Credit Suisse 31/08/2021

Outperform PT: $8.30 % To reach target: 44.10%

  • COMMENTARY
  • FY21 underlying net profit was up 61% and slightly ahead of Credit Suisse estimates.
  • The broker believes the business is well-positioned for further growth and continues to manage growth against margin outcomes.
  • Interest margin assumptions are raised while bad debt forecasts are lowered.
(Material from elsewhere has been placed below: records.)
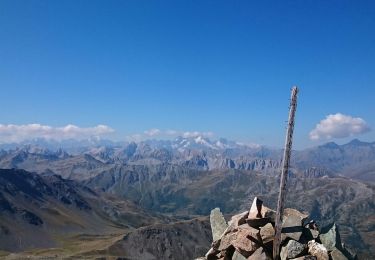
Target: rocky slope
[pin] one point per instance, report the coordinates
(41, 211)
(250, 235)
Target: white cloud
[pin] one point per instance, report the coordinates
(18, 133)
(196, 134)
(339, 126)
(152, 132)
(155, 132)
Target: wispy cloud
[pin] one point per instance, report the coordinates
(152, 132)
(155, 132)
(18, 133)
(339, 126)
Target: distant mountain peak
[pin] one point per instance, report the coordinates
(330, 145)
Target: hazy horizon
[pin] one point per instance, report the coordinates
(224, 69)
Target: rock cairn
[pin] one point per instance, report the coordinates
(250, 235)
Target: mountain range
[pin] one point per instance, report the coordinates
(118, 196)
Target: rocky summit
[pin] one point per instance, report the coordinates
(249, 235)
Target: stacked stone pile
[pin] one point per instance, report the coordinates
(250, 235)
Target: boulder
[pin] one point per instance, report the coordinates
(337, 255)
(211, 254)
(218, 224)
(292, 250)
(260, 254)
(331, 238)
(311, 233)
(247, 240)
(226, 241)
(305, 257)
(237, 256)
(238, 219)
(259, 211)
(318, 250)
(267, 233)
(292, 224)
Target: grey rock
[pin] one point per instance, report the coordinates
(292, 250)
(331, 238)
(292, 224)
(267, 233)
(218, 224)
(260, 254)
(211, 253)
(318, 250)
(259, 211)
(337, 255)
(238, 256)
(305, 257)
(238, 219)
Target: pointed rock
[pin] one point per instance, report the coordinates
(218, 224)
(318, 250)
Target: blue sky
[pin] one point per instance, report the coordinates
(211, 66)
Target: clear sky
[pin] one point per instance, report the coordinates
(211, 66)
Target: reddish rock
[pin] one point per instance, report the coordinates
(267, 233)
(318, 250)
(259, 254)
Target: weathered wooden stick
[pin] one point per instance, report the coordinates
(284, 174)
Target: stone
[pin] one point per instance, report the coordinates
(257, 222)
(237, 256)
(260, 254)
(238, 219)
(226, 241)
(259, 211)
(267, 233)
(218, 224)
(318, 250)
(292, 250)
(247, 240)
(331, 238)
(305, 257)
(283, 253)
(249, 231)
(211, 253)
(337, 255)
(292, 224)
(312, 233)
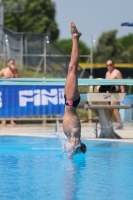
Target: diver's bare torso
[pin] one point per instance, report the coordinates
(71, 123)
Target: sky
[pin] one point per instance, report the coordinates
(93, 17)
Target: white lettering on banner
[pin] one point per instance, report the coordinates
(41, 97)
(0, 99)
(25, 96)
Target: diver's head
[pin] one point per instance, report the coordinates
(72, 149)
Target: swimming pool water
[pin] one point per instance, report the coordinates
(32, 168)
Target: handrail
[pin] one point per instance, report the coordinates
(61, 82)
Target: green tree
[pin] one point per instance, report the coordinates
(38, 17)
(108, 47)
(66, 46)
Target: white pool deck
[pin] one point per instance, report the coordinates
(48, 130)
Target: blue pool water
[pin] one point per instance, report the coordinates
(32, 168)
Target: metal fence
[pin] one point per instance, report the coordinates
(34, 52)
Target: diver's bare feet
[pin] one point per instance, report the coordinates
(75, 33)
(3, 123)
(13, 123)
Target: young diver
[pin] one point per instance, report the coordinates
(71, 121)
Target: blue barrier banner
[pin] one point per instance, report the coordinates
(16, 101)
Credit Suisse retains an Outperform rating and raises the target to $8.30 from $8.10.

  • Credit Suisse forecasts a full year FY22 dividend of 44.00 cents and EPS of 77.00 cents.
  • Credit Suisse forecasts a full year FY23 dividend of 48.00 cents and EPS of 83.00 cents.

#Bull Case
stale
Added 3 years ago

Today's sell down has provided a unique opportunity to buy a stable, highly profitable business with an added bonus of a ~7% dividend yield.

 

LIBERTY FINANCIAL GROUP FY21 RESULTS

Financial Highlights

                   FY20                        FY21                Movement

NPAT        134.7m                     185.4m                  +38%

(Refer to latest ASX release for ful financial disclosure)

Leading non-bank lender, Liberty Financial Group (ASX:LFG) has reported strong financial performance for its first full-year results since becoming an ASX listed company.
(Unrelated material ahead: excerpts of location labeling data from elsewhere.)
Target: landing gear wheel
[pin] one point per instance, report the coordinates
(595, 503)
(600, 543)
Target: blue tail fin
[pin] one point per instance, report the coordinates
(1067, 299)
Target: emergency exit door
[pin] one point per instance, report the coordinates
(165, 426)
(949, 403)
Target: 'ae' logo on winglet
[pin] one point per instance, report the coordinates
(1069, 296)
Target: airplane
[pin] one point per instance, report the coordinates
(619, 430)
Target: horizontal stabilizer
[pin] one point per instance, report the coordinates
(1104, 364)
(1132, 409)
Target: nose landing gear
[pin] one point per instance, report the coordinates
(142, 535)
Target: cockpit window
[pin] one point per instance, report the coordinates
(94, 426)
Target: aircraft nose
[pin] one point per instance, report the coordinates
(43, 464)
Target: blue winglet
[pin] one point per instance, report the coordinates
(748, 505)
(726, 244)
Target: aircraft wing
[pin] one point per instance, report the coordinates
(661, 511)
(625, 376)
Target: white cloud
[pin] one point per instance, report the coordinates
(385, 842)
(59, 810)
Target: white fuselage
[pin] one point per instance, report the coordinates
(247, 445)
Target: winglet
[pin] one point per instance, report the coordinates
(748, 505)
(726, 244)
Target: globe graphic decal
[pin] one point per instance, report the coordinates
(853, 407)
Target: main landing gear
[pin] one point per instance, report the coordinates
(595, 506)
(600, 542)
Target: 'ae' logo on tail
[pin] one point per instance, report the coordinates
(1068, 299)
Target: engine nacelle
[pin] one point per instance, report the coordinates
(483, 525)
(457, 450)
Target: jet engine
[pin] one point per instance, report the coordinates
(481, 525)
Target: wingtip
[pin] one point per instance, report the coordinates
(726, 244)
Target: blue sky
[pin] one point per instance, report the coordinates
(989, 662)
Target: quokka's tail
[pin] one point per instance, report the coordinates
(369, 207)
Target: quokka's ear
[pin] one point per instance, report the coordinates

James Boyle, Chief Executive Officer, said the strong result was achieved in a period of increased competition and amid the continuing uncertainty COVID is placing on customers and the economy.

“We achieved our objective of continuing to help more people get and stay financial with Liberty,” he said.

LFG reported an increase in its portfolio of financial assets to $12.3 billion and an increase in statutory NPAT to $185.4 million.

After adjusting for non-recurring IPO expenses and non-cash amortisation, LFG reports growth in Underlying NPATA of 61% to $226.0 million for the year ended 30 June 2021.

“Liberty’s business partners and customers have shown tremendous resilience during the pandemic,” Mr Boyle added.

LFG reported 17% growth in new loans to $4.1 billion as well as a reduction in customers impacted by COVID to 0.7% of the portfolio as at 30 June 2021 (9.7% as at 30 June 2020).

“The current Australia wide lockdown and speed of vaccination rollout is causing continued short-term economic uncertainty impacting customer sentiment.

However, all things equal, we remain confident of generating further value for Securityholders in FY22,” Mr Boyle concluded.

Peter Riedel, Chief Financial Officer, said “LFG’s capital and liquidity position remains in a strong position to continue supporting our customers and business partners. LFG established eight new funding vehicles in FY21 raising $4.9b in the new liquidity.”

During the year, Standard & Poor’s placed Liberty’s investment grade credit rating on positive outlook.

LFG announced its inaugural distribution of 24 cents per Security unfranked at an implied dividend yield of 6% (based on a Security price of $7). Authorised by the Board.